Alucarda

Let's begin with the costumes: the brides of Christ wear outfits like blood-soaked bandages, with the most imminent red like a menstrual stain. Alucarda is draped in funerary black, while Justina and the other girls are more colorful. The doctor is also an imposing, gaunt blackclad figure. He is serious and somber, unlike the strange Roma-caricatures (in greens and other bright colors, typically). It's easy coding for the most part, but the nuns especially stand out. Those costumes suggest so much, from their medical allusions to their distinct evocation of femininity and the mixed symbolism of menses--blessing or curse, female empowerment or fertility, depending on who is reading or writing it.

Then there's the set design. The most notable ones are the tomb, the cavern, the chapel, and the doctor's house. The tomb is almost barn-like, calling back to the birthplace of Alucarda (born in a stable), but with a cobwebbed mustiness typical of graves in horror films. It also evokes, of course, Dracula's castle and other vampiric resting places, of course. The cavern, which I have no better name for, is a cave-like part of the convent that is so incongruous with the fact that it's a convent that I really don't know what to say about it. It's just strange and striking. The chapel, also in a cavernous part of the convent, features a massive alter of candles and a huge statue of the crucifixion, which are central to the best shot in the film--a girl, stretched out on the altar, surrounded by lit candles, the savior hanging in shadow above her. The film is beautiful despite itself. And the doctor's house is a strangely twisted place for the home of a blind girl, a suggestion of paternal disinterest.

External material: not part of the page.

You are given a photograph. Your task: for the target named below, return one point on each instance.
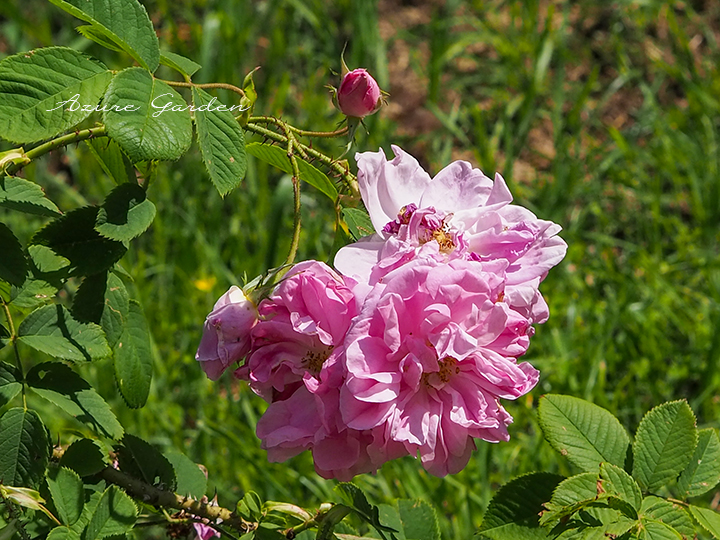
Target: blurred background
(603, 117)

What we have is a story that references Carmilla, the Parker-Hume murder case (probably unintentionally), The Exorcist, and more. It is a wailing, hysterical film, a psychedelic horror-melodrama that has no truck with realism or subtlety. It is defiantly anti-authoritarian, irreligious, anti-science, anti-patriarchy, and anti-cruelty all at once. It shows its true colors in a sequence in the tomb, where Justina assaults one of the sisters and is held at bay as the sister prays not for herself, but for Justina to be protected. It is a moment of mercy, compassion, and selflessness, not of sanctimony, not of dominance, not of faith, but of love. And it works, until the doctor's somber masculinity and heartless vengeance end it. In all turns, the authority figures in this are the ones who drive the young girls to darkness and pain, and who create danger for the innocent. The doctor leaves Alucarda with his blind daughter; Alucarda is driven to Satan by the overbearing life of growing up in a convent.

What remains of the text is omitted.